AG: Although I had a number of inspiring professors at the University of Puget Sound in Tacoma, WA, my absolute favorite was David Lupher in the Classics Department. This man was a remarkably patient teacher and embodied the sort of scholarly generosity I aspire to have. He invited his undergrads to meet visiting classicists, took our interests seriously and adjusted syllabi accordingly, and always listened attentively. Most importantly, he brought a joyful lightheartedness to his work. Whether we were translating horrific bloody passages of the Eumenides, talking about the misadventures of Apuleius’ unfortunate Lucius, or – on one memorable occasion – covering an entire classroom whiteboard with a diagrammed sentence from Augustine’s City of God (yes, he even agreed to translate Augustine with me in an independent study), he struck a balance between working hard and taking time to laugh and appreciate the ridiculous fun that is bumbling through ancient texts. Thinking back on his open, candid classroom presence definitely inspires me to share what I love with my students, to show them the joy I experience without feeling self-conscious. A few years ago, I went back to Tacoma, and even though Prof. Lupher was out of town, he left instructions that I should go to his office to take his copy of the Sources Chretiennes edition of Gregory’s Life of Moses to use for my dissertation work. It is one of my most prized possessions.

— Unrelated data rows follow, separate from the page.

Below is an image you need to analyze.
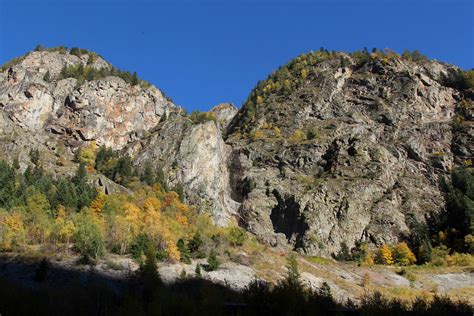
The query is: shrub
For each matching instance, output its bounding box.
[188,231,204,258]
[74,211,105,259]
[441,69,474,91]
[207,249,221,271]
[242,177,257,196]
[176,238,191,264]
[43,70,51,82]
[393,242,416,266]
[228,227,247,246]
[189,110,217,124]
[285,253,301,287]
[376,244,393,265]
[308,127,317,139]
[431,245,450,266]
[290,129,307,143]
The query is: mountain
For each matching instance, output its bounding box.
[0,47,473,256]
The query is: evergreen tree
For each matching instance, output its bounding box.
[194,263,201,277]
[176,238,191,264]
[285,253,301,287]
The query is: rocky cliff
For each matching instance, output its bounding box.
[0,50,473,256]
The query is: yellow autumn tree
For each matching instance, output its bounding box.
[0,209,26,250]
[79,141,97,167]
[273,126,281,137]
[162,228,181,262]
[376,244,393,265]
[360,243,375,266]
[291,129,306,142]
[54,205,76,251]
[26,192,53,244]
[123,202,141,239]
[142,197,163,244]
[301,68,308,79]
[89,192,105,214]
[393,242,416,266]
[108,215,134,254]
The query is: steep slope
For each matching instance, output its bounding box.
[227,52,472,255]
[0,47,473,256]
[0,49,175,155]
[0,47,238,225]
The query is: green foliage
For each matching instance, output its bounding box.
[242,177,257,196]
[0,160,17,208]
[188,231,205,258]
[176,238,191,264]
[439,167,474,251]
[285,253,301,288]
[334,242,352,261]
[74,212,105,259]
[130,234,153,262]
[57,64,142,85]
[189,110,216,124]
[228,227,247,247]
[402,50,428,63]
[95,146,135,186]
[0,159,97,214]
[194,263,201,277]
[69,47,91,57]
[43,70,51,82]
[0,53,29,71]
[29,148,40,166]
[207,249,221,271]
[441,69,474,91]
[172,183,184,202]
[306,127,318,140]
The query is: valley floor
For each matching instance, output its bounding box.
[0,245,474,305]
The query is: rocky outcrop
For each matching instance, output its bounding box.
[0,51,175,149]
[0,51,474,256]
[127,112,239,226]
[227,54,459,256]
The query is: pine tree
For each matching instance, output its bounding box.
[194,263,201,277]
[176,238,191,264]
[393,242,416,266]
[286,253,301,287]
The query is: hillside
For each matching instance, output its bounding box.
[0,47,474,314]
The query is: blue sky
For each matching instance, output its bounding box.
[0,0,474,110]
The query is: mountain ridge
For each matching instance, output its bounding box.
[0,49,472,256]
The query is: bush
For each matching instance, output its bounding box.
[376,244,393,265]
[441,69,474,91]
[74,211,105,259]
[393,242,416,266]
[176,238,191,264]
[207,249,221,271]
[290,129,307,142]
[188,231,205,258]
[189,110,217,124]
[242,177,257,197]
[228,227,247,247]
[307,127,318,139]
[431,245,450,266]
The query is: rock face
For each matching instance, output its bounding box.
[128,113,240,226]
[0,51,175,149]
[0,51,473,256]
[227,54,466,256]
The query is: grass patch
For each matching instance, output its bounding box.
[306,256,334,265]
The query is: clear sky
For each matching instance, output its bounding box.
[0,0,474,110]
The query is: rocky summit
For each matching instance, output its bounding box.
[0,48,473,256]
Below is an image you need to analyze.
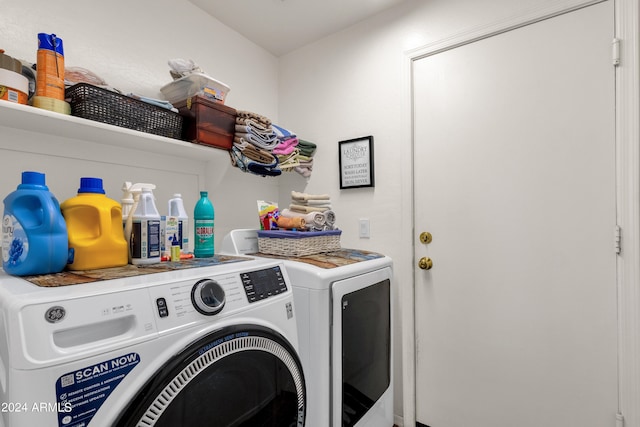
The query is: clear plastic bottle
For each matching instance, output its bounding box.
[193,191,215,258]
[60,177,129,270]
[169,193,189,254]
[2,171,69,276]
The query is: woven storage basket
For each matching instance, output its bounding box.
[258,230,342,256]
[65,83,183,139]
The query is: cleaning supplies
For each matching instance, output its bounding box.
[60,177,129,270]
[123,183,161,265]
[193,191,215,258]
[2,171,68,276]
[169,193,189,254]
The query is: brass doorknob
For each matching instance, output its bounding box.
[418,257,433,270]
[420,231,433,245]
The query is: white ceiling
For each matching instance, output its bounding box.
[189,0,405,56]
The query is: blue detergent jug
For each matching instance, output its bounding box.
[2,171,69,276]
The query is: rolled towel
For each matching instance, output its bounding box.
[291,191,331,202]
[233,133,278,151]
[289,203,329,213]
[271,123,296,141]
[302,199,331,208]
[275,215,307,230]
[236,119,278,138]
[273,138,299,155]
[280,209,325,228]
[322,210,336,230]
[236,110,271,126]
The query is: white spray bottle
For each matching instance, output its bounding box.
[168,193,189,254]
[122,182,161,265]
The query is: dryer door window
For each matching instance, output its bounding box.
[116,326,305,427]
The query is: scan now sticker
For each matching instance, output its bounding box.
[56,353,140,427]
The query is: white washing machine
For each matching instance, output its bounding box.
[0,257,306,427]
[222,229,393,427]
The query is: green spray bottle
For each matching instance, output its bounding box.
[193,191,216,258]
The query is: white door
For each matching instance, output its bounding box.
[413,1,617,427]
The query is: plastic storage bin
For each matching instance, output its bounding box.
[174,95,237,150]
[160,73,230,104]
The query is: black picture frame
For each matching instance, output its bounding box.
[338,135,375,190]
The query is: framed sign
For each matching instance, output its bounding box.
[338,136,375,189]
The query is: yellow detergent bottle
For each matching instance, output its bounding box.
[60,178,129,270]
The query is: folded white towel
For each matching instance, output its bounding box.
[280,208,326,229]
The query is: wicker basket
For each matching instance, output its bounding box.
[258,230,342,256]
[65,83,183,139]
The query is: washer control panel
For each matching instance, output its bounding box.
[240,266,287,303]
[148,264,291,331]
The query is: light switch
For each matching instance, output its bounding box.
[360,218,371,239]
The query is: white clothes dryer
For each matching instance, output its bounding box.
[222,229,394,427]
[0,256,306,427]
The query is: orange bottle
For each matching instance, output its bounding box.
[36,33,64,100]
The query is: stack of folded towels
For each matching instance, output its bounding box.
[229,110,316,178]
[280,191,337,231]
[273,124,316,178]
[229,110,282,176]
[295,139,316,178]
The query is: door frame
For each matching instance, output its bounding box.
[400,0,640,427]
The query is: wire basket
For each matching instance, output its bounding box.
[258,230,342,257]
[65,83,183,139]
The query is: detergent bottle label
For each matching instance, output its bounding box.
[195,219,215,250]
[2,215,29,266]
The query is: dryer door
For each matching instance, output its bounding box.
[331,269,393,427]
[115,325,305,427]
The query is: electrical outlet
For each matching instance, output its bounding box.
[360,218,371,239]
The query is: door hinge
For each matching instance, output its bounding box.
[611,39,620,66]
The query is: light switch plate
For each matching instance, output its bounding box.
[359,218,371,239]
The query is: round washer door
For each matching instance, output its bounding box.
[115,325,306,427]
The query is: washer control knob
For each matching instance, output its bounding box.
[191,279,225,316]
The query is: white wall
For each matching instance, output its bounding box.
[0,0,616,422]
[279,0,592,422]
[0,0,278,245]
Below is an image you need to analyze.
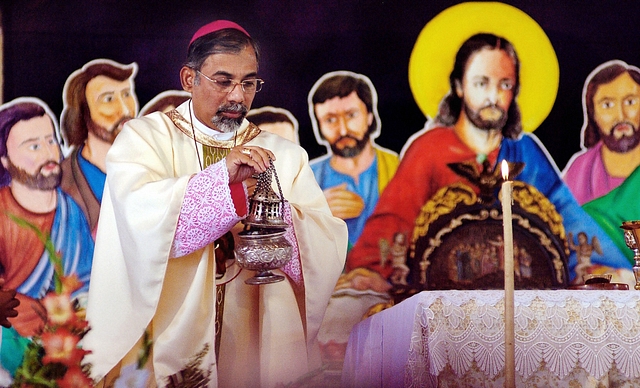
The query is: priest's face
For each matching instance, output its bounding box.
[85,75,137,143]
[2,115,62,190]
[181,46,258,132]
[314,91,373,158]
[593,72,640,153]
[456,48,516,130]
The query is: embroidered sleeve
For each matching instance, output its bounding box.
[171,160,247,257]
[282,202,304,288]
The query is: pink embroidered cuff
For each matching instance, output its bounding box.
[171,160,247,257]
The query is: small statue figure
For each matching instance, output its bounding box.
[378,238,390,268]
[568,232,602,283]
[389,232,409,286]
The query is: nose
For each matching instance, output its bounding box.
[487,85,500,105]
[336,115,349,136]
[118,96,134,117]
[45,143,60,161]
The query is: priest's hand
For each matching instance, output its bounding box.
[323,183,364,220]
[225,146,276,184]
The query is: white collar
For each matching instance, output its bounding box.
[189,100,242,141]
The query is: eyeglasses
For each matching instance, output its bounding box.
[196,70,264,93]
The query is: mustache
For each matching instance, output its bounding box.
[218,103,249,114]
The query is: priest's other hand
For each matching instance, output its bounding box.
[324,183,364,220]
[225,146,276,184]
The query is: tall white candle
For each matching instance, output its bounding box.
[501,160,516,388]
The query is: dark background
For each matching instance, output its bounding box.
[0,0,640,169]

CoT: If you could co-teach a course with any person alive or dead, who would it be and why?
AG: I would love to teach a course on early Christianity with the Greek satirist Lucian. His incisive critiques of various religious practitioners have always struck me as driven by a deep affection for the human condition, so I think we could find common ground from which to argue about what the authors of texts like the Apocryphal Acts were up to. He is obviously a careful reader and observer, and anyone who can write a work like his A True Story could offer wonderful insights into what motivates people to write dramatic religious narrative. I can just imagine the levity his brilliant irreverence would bring to the classroom.
CoT: Imagine religious studies (broadly conceived) is a piece of fruit. Which fruit is it, and why?
AG: I’m going to go ahead and be the jerk who says “tomato.” Religious studies: it’s hardly ever what you think it’s going to be, but its very ability to surprise you is wonderful and nourishing. And the New Testament scholar in me wanted to name a fruit that could reasonably fulfill the promise attached to the little scroll of Revelation 10:9, “Take it and eat, and it will be bitter in your belly, but in your mouth it will be sweet as honey.” Tomatoes give people acid reflux, right?